Se ha tenido mucha atención a la curvatura de la tierra a las refracciones terrestres, y a cuanto podía contribuir a la perfección de nuestra medida. El ángulo al centro se ha deducido, no de la división de la distancia hallada, que es una tangente, sino de la división de la cuerda comprendida entre la vertical del Observatorio y la de Tolima. En fin, se han hecho nuevas observaciones barométricas en el discurso de 1807 y 1808 para deducir nuevamente la altura del pavimento de este Observatorio, que es el centro de todas nuestras determinaciones.
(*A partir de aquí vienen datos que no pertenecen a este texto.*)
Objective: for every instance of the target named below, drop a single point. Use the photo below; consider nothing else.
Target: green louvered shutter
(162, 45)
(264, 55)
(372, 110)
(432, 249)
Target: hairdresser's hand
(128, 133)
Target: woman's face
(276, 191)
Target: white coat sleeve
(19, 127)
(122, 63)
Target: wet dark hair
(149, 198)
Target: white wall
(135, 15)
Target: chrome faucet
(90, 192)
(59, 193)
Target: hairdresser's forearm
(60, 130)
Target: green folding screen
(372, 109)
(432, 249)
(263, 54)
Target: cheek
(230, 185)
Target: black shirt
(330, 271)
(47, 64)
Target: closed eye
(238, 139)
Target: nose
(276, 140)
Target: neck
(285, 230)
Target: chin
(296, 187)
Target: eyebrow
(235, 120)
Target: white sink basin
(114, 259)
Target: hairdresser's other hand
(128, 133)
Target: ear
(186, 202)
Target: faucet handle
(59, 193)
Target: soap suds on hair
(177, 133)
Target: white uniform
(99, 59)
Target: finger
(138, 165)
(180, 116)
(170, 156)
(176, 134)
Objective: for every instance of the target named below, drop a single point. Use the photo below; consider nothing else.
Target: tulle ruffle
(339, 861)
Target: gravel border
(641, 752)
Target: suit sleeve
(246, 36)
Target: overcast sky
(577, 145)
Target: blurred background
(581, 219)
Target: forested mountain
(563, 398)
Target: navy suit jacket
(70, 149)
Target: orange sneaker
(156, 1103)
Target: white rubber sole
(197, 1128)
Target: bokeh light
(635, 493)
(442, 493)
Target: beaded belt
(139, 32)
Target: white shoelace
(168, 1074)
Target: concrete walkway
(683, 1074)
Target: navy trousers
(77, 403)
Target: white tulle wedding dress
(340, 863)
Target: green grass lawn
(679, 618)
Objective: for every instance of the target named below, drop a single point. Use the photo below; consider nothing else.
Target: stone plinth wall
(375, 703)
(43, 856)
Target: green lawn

Por la resolución del primer triángulo se halló el valor de la distancia de Tolima al Observatorio, contada en la tangente, de 181.643,4 varas de Burgos (77.847,2 toesas) y reducido a la cuerda de 181.611 varas (77.733 toesas). De aquí se ha deducido el valor de la mitad del ángulo al centro de 0º 40' 23",2 .La refracción la hemos supuesto, con Boscovich, Lambert, Mechain y Lalande, igual a 1/4 del arco comprendido entre el lugar de la observación y la cima de la montaña. Con estos datos hemos hallado el valor del ángulo de altura, y el de los otros dos que constituyen el triángulo vertical formado sobre la tangente. Para que se juzgue de la precisión de nuestros cálculos vamos a presentar los datos y los resultados:

Angulo de altura aparente                               00º 32' 33,5

Mitad del ángulo al centro                               00º 40' 32.2

Suma                                                                 01º13’ 05,7

Refracción                                                                 5' 47,4

Angulo verdadero de altura                                   1º 7' 18,3

El ángulo formado por la vertical de

Tolima con la cuerda será                                90º 40' 32,2

Y el ángulo formado en el vértice de

Tolima, por el rayo visual y por la

Vía vertical será                                                  88º 12' 09,5

Con igual cuidado hemos observado y corregido el ángulo de altura del término inferior de la nieve permanente, el ángulo aparente bajo del cual se ve el diámetro horizontal de esta montaña a la altura de la nieve, y el de la gran Mesa de Herveo, y hemos hallado los resultados siguientes:

                                                                         Varas Toesas

Distancia horizontal de Tolima al centro

del Observatorio                                            181.611,0 77.833,0

Cima de Tolima sobre la azotea del

Observatorio .                                                3.557,1   1.524,5

Azotea del Observatorio sobre el mar                3.169,2   1.358,2

Tolima sobre el mar                                        6.726,3    2.882,7

Término inferior de la nieve, sobre la

azotea del Observatorio                                        2.583,4    1.107,2

Término de la nieve permanente a la lati-

tud de Tolima                                                5.752,6     1.465,4

Diámetro horizontal de Tolima a la altu-

ra de la nieve permanente                                   4.041       1.732

Circunferencia de la parte inferior de la

nieve                                                                 12.367       5.443

Altura de la parte nevada                                     973,2       417,1

Superficie nevada de Tolima                           5.161.706,0     2.212.160.0

Mesa de Herveo sobre el mar                                 2.871,0       6.699

Por una observación astronómica hemos deducido el valor del ángulo que forma la línea que va del Observatorio a Tolima con el meridiano de 87º 16' 15". Con esto, y con la distancia, hemos deducido su posición geográfica, tan interesante en la geografía del Reino.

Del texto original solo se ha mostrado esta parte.